46Cette partie de la ville accueille par ailleurs de nombreux espaces résidentiels fermés ainsi que des condominiums occupés par des étrangers et une classe bourgeoise locale, principalement de hauts fonctionnaires et des hommes d’affaires. La présence de nombreux bâtiments administratifs locaux (ministère des Affaires étrangères et de la Coopération, ministère de l’Agriculture, Assemblée nationale et Sénat) et étrangers (ambassades de Thaïlande, du Japon, d’Australie et de Russie) accentue la concentration d’espaces de vie de haut standing. Ces bâtiments s’étendent principalement entre les boulevards Norodom et Monivong, au cœur du nouveau quartier économique. Comme pour le secteur nord décrit plus haut, la présence d’espaces verts et de bâtiments patrimoniaux et symboliques (dont le palais royal) participe à l’attrait de cette partie de la ville, renforcé de plus par les perspectives paysagères du site des Quatre-Bras. La présence d’une élite internationale et locale est un gage de bon investissement pour les promoteurs. Diamond Island se trouve en ce sens au cœur de la transformation du centre de la ville, caractérisée par un dédoublement de la centralité porté par l’accélération des investissements immobiliers et la construction de grands projets urbains53.
De nouvelles articulations territoriales pour une centralité urbaine renouvelée
47La multiplication des grands projets urbains à Phnom Penh entraîne bien plus qu’une simple réorganisation centre-périphérie. Trois grands processus méritent d’être soulignés.

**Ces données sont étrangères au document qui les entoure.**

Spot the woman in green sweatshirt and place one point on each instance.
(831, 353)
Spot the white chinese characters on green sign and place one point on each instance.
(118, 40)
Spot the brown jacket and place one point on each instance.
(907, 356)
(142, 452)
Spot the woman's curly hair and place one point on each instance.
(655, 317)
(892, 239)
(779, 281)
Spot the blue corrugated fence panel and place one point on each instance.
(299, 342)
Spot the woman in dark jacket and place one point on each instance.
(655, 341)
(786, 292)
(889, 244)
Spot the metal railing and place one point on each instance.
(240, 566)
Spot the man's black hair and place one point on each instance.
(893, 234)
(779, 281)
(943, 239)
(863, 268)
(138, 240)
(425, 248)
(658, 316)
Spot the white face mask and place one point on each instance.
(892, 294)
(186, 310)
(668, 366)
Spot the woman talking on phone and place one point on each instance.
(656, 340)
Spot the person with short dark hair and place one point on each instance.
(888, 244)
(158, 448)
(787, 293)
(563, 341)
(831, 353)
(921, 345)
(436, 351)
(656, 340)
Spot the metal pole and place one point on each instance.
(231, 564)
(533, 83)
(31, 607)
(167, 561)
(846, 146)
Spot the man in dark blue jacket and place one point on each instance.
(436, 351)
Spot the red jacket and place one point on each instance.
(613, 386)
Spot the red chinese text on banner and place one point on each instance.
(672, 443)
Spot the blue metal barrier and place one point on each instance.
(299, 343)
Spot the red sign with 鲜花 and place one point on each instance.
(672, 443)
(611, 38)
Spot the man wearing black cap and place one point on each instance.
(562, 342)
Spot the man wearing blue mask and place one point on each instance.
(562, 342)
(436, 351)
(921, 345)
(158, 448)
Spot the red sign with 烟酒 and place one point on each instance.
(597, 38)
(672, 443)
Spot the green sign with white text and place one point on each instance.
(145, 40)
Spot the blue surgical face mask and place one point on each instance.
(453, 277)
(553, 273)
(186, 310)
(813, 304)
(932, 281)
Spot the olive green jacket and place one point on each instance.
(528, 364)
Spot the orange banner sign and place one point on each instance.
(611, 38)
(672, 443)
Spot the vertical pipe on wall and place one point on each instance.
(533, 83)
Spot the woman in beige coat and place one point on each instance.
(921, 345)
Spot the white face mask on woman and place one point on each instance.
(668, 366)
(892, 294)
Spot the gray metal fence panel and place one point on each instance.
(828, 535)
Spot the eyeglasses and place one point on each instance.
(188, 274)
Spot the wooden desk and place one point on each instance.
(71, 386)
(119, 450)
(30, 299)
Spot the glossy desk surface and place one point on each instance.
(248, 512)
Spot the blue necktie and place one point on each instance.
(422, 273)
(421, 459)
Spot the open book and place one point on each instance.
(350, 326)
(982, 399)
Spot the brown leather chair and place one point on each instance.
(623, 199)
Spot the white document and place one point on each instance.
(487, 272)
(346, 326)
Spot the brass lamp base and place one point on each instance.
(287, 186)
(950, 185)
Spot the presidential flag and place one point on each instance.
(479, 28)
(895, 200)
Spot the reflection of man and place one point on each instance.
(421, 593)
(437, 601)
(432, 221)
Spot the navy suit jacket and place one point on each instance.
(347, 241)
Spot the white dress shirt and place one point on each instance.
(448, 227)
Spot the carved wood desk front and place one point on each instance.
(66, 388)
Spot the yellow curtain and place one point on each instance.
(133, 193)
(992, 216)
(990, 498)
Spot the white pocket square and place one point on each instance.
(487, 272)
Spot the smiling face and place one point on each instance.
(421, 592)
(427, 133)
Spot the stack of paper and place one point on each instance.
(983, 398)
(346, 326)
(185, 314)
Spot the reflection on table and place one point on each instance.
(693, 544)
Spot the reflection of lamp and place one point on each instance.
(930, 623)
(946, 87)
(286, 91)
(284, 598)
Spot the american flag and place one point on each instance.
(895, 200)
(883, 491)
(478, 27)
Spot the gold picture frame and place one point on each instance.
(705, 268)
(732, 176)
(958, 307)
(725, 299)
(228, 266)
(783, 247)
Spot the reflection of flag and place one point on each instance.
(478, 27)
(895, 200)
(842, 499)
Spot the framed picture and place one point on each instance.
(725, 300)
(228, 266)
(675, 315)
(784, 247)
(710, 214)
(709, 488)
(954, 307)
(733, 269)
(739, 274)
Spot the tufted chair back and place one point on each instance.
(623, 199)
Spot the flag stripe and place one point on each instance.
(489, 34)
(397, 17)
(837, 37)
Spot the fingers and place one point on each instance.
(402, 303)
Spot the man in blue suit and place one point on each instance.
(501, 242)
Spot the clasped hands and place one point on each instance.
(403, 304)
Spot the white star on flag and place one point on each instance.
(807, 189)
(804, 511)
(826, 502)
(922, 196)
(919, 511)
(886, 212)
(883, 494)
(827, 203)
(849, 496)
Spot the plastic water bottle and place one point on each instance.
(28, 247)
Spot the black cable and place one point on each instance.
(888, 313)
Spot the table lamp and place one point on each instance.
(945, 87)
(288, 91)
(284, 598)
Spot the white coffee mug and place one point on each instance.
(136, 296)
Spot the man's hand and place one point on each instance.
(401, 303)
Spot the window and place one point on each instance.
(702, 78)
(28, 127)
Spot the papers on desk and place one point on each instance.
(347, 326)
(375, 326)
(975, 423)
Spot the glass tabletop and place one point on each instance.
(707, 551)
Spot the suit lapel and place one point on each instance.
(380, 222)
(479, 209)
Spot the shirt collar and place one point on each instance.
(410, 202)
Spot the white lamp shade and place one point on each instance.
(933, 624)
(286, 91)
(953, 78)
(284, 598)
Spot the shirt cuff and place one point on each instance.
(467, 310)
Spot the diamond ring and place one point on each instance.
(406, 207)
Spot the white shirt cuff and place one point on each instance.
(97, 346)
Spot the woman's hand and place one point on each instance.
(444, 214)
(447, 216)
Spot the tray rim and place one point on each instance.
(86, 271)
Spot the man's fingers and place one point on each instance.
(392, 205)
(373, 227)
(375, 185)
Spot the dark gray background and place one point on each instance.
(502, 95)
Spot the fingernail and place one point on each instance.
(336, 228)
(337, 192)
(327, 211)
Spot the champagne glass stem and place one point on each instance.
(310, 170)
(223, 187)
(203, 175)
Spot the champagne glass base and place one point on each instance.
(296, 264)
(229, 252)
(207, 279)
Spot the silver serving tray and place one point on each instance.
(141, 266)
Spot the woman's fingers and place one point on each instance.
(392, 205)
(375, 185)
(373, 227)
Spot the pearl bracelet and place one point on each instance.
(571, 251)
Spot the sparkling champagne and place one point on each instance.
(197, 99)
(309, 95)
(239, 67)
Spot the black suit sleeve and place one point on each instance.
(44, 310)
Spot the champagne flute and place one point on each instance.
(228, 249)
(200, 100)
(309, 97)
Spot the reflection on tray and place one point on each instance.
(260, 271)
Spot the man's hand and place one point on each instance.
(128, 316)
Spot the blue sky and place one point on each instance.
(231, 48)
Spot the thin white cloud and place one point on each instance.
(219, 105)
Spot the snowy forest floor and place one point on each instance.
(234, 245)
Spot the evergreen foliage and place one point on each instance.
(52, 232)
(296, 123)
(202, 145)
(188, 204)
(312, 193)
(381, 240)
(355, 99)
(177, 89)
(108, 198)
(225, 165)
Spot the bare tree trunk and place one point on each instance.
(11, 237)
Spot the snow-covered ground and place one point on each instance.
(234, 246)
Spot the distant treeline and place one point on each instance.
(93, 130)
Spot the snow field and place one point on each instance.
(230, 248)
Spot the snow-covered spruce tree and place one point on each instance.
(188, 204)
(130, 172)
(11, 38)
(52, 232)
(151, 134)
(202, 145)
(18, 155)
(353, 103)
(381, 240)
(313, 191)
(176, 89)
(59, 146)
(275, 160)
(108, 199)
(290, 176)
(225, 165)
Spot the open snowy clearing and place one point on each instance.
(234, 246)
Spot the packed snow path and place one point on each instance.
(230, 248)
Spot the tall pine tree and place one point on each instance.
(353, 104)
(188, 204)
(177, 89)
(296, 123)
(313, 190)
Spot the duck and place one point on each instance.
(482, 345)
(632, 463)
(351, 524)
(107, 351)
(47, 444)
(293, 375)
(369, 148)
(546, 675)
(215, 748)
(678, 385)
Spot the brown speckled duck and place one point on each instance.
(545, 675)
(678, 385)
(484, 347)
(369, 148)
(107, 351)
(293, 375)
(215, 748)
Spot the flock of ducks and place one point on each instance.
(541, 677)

48Tout d’abord, la construction de grands projets en périphérie favorise l’émergence de centralités secondaires, accélérée par la construction de nouvelles infrastructures commerciales et de communication (fig. 15). Autour de Grand Phnom Penh International City et de Camko City, de nouveaux projets résidentiels voient ainsi le jour. Le prix du foncier a largement augmenté et les petits et moyens promoteurs bénéficient parfois des nouvelles infrastructures, financées et construites dans ces espaces par les grands promoteurs internationaux. Par effet d’entraînement, la multiplication des centres commerciaux de plus en plus loin des espaces centraux, l’implantation de nouveaux restaurants destinés à une clientèle aisée54 et la construction de nouvelles infrastructures de loisir ou médicales représentent une évolution inédite de la monocentralité qui prévalait jusqu’alors55. La construction de grands projets urbains renforce ainsi les dynamiques antérieures de l’urbanisation (l’étalement vers l’ouest et le sud), mais les fait aussi évoluer (conquête des espaces lacustres et dépassement des frontières fluviales), générant ainsi de nouvelles articulations territoriales. Par exemple, la presqu’île de Chruy Changvar, qui se transforme rapidement depuis plus d’une dizaine d’années56, accueille de nombreuses nouvelles constructions, principalement des immeubles d’habitation et des villas, ainsi que de nouveaux espaces commerciaux et éducatifs (comme la Norton University57 et un centre commercial important). L’annonce de la construction du projet de Chruy Changva City a largement accéléré la vente des terrains et les investissements immobiliers plus modestes et annonce une intégration accrue de cet espace à la capitale. En témoigne le lancement en 2015 d’un projet résidentiel et commercial de 500 millions de dollars, situé au milieu de la presqu’île, fruit d’une joint-venture entre la compagnie singapourienne Teho International et le promoteur cambodgien Sok Bun Development.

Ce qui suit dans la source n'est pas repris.